Pro・Business・Enterpriseの契約者には、より高性能な上位版であるGPT-6 Astra Proも付きます。ただしこの利用は既存プランのクォータ(利用枠)を消費する形で、追加枠が与えられるわけではありません。
上限の設計が「二層」になっている
今回の発表で読み解くべきは、性能ではなく上限の構造です。上限は「週次・月次のPro版枠」と「5時間あたりの通常版枠」の二層になっています。
週次・月次の枠を見ると、200ドルのProプランはGPT-6 Proが週200メッセージ、100ドルのProプランとBusiness Premiumは週50メッセージ、Business Standardは月15メッセージです。さらに200ドルProではGPT-5.6 Sol Proに日170メッセージの別枠があり、両モデル合計では日200メッセージが天井になります。一方、100ドルPro・Business Standard・Business PremiumではGPT-6 ProとGPT-5.6 Sol Proが同じ枠を食い合います。つまり最上位プランだけが「新旧モデルを並行して使い倒せる」設計です。

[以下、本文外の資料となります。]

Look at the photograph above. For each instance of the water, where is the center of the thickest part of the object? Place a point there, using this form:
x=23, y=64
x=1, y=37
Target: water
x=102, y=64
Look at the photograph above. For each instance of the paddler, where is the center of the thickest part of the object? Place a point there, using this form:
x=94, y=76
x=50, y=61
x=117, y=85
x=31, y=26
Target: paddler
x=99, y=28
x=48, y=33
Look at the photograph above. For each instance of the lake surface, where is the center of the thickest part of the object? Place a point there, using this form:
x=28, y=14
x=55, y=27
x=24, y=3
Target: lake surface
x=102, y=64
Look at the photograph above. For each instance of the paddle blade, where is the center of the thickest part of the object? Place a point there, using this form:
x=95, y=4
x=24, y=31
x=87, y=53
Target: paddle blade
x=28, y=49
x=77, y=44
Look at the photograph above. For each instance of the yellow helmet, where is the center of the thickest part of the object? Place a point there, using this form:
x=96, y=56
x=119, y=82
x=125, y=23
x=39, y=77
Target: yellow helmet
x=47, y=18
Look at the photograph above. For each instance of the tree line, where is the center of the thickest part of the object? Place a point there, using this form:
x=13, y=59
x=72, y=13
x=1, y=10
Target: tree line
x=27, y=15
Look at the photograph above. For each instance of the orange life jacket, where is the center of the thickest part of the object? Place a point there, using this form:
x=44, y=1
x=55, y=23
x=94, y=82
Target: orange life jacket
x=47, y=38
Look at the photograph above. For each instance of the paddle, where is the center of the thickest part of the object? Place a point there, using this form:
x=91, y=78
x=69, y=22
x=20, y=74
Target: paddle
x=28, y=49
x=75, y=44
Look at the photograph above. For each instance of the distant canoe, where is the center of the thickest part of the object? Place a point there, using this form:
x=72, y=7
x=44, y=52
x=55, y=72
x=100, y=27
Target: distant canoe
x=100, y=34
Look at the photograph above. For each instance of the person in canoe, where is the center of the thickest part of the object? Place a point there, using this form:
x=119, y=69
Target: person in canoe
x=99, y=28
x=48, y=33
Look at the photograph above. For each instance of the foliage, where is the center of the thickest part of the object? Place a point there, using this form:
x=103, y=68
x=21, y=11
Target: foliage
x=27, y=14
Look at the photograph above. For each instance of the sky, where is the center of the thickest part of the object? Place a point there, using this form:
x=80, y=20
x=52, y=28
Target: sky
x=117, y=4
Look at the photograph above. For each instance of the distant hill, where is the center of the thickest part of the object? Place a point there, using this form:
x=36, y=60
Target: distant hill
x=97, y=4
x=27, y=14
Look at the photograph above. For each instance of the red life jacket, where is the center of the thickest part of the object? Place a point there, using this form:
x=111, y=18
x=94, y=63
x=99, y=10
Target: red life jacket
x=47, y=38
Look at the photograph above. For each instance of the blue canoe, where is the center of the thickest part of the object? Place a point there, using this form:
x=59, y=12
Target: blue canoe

通常版のGPT-6 Astraは、全プランで5時間あたりのメッセージ数がGPT-5.6 Solのおよそ半分になります。Plusは5〜45回(Solは10〜100回)、Pro 20xは100〜900回(Solは200〜2,000回)という具合です。Pro 5xは25〜225回、Standard Businessは5〜45回となっています。
モデル世代を跨いだ「単価」の落差
他モデルと並べると落差はさらに鮮明になります。5時間あたりのPlus換算で、GPT-5.6 Terraは25〜200回、GPT-5.6 Lunaは250〜2,000回、GPT-5.5は15〜80回。つまりLunaはAstraの約50倍打てる計算です。Pro 20xならLunaは5,000〜40,000回に達します。
OpenAIは実際の利用可能回数がモデル選択・コンテキスト長・推論・ツール利用・キャッシュによって変動するとしており、これらの数字はあくまで幅を持った目安です。それでも、フロンティアモデルほど1回あたりのコストが重く、上限が厳しくなるという方向性は明確です。
なお、FreeおよびGoの各ティアでは、フロンティアモデルであるGPT-5.6 SolとGPT-6 Astraはいずれも利用できません。最新世代へのアクセスは、有償プランの中でもさらに上位に限られる構造が続いています。
💼 事業会社視点:これは自社にどう効くか
注目すべきは「最新モデルが来た」ことではなく、上限が半分になったことです。社内でAI活用を推進している事業責任者は、契約プランの棚卸しを先にやるべきです。
最も割を食うのはBusiness Standardの組織です。GPT-6 Proが月15メッセージ、通常版Astraも5時間あたり5〜45回では、部門横断で共有する使い方は成立しません。「全社員に配ったが誰も上限まで使えない」状態を避けるには、Astraを常用させるのではなく、日常業務はGPT-5.6 LunaやTerra、重い分析だけAstraという明示的な使い分けルールを配布する必要があります。
受託開発・SaaS開発の現場では、Codex経由のコード生成が主戦場になります。ここでAstraを既定モデルに置くと、5時間あたりの枠を昼過ぎに使い切るチームが出ます。エンジニア個人に200ドルProを割り当てるか、API・Azure・Bedrock経由に寄せて従量課金にするかの判断を、いま数字で詰めるべきです。API経由なら5時間枠の制約から外れます。
ECや事業会社の企画部門では、Astra Proの枠がGPT-5.6 Sol Proと共食いする点(100ドルPro・Business Premium・Business Standard)が効きます。新モデルを試すたびに既存ワークフローの枠が削られるため、検証期間は誰が何回使うかの割当を決めておかないと現場が混乱します。